Editorial: And Then There Were Two
It seems that as part of a "Strategic Product Transition Plan," Hitachi Data Systems (HDS) has bailed out of the S/390 mainframe race, leaving Amdahl as the only U.S. competition for IBM’s S/390. Mark Lewis, a spokesman for HDS tells me that "HDS is most definitely NOT out of the mainframe market. While we continue to provide service, upgrades, and net new systems to existing Skyline, Trinium and Pilot customers, we are not marketing new systems to new customers. Due to severe price erosion, it simply did not make sense to continue demand-generating activity."
Call it what you will; the fact that Hitachi "transitioned" out must mean a weakening of the mainframe market, right? Well, you’ve heard it all before: You didn’t buy into it then, and you’re not buying into it now. Although it makes for great headlines, and increasing revenues for Amdahl and IBM, the Hitachi decision serves as no barometer for market demand and use. And you can quote me on that.
After all, DEC, or Digital, in its pre-Compaq days, bailed out of more technologies than Ross Perot has dropped out of presidential election races. And while Unisys quietly stepped out of the PC manufacturing game, the PC market released nary a burp in response.
So what kind of impact does Hitachi’s move yield? Well, the same day that HDS transitioned, Amdahl announced that it has underscored its S/390 strategy with follow-on CMOS generations, including a volume shipment of its S/390-compatible Millennium 2000 C and E Series servers.
Carol Stone, Vice President of Server Business and Marketing at Amdahl, tells me that, "What is important is that there is still another choice to IBM." According to Stone, in 1994 Hitachi chose to stay with an ECL/CMOS hybrid technology, when IBM and Amdahl made a move to straight CMOS. And although Hitachi experienced a strong market share injection at the time, the hybrid was an expensive solution to build and maintain in the long run. Not only does Amdahl not see a decline in mainframe MIPs, it is experiencing a growth, and the mainframe is still a "viable solution."

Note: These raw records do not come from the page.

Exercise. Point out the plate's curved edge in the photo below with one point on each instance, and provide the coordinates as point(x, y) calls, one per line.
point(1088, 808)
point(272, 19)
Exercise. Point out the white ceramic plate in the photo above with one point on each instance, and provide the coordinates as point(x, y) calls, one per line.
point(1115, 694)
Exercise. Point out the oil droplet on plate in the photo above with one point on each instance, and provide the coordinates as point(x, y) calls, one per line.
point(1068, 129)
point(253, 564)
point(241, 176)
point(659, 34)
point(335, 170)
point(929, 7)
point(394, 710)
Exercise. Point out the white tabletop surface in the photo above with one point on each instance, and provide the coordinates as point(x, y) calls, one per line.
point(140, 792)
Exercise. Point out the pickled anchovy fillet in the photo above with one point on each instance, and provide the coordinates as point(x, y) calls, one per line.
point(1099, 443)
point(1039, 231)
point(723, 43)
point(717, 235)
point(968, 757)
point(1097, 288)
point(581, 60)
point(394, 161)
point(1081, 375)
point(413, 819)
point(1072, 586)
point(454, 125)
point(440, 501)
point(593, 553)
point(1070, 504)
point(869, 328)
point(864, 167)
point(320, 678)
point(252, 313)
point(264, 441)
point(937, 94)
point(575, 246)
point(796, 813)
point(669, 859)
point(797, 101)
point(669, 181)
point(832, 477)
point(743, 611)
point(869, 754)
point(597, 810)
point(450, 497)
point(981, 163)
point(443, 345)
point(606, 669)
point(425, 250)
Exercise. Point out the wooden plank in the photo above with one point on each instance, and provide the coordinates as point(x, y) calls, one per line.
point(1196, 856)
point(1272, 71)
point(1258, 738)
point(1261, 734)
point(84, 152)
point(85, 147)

In a letter from David B. Wright, President/CEO, and Ali Jenab, President of the Amdahl Technology Division, Amdahl assures its customers that the "System 390 continues to serve as the root of our high-availability competencies." And although Amdahl is "sensitive to, and respectful of, Hitachi’s difficult decision," the company is "excited about the opportunity to continue offering … a choice in the OS/390 server market."
According to Wright, "We understand the importance of the System/390 platform to our customers’ business ... Amdahl and Fujitsu are committed to providing System/390-compatible processors … ."
Also, at about the time of Hitachi’s announcement, IBM expanded the e-commerce capabilities for its S/390, including the security and networking capabilities for large enterprise customers, through the latest release of OS/390, Version 2 Release 9, and the availability of enhancements to its S/390 G5 and G6 servers.
Today, no system is an island. With the release of OS/390 2.9, IBM facilitates integrating business processes, extending the life of existing applications and facilitating the necessary task of porting UNIX-based applications to the platform.
Security enhancements include support for PCI Cryptographic Coprocessor (PCICC). With PCICC, IBM maintains that is has increased by a factor of 6, the hardware performance of cryptographic operations used by S/390 G5 and G6 servers for Secure Sockets Layer (SSL) connections.
Another interesting security enhancement includes the lifting of a special U.S. government export restriction against OS/390 System SSL. System SSL Triple DES encryption can now be exported outside the U.S. and Canada, subject to the U.S. government’s general cryptographic export regulations. OS/390 2.9 went GA on March 31, and the S/390 G5 and G6 server enhancements will be available on June 30.
So relax citizens; the mainframe is here to stay. And from where I’m sitting, the mainframe remains a crucial, flexible part of today’s growing enterprises. Guess it’s business as usual, at a table for two.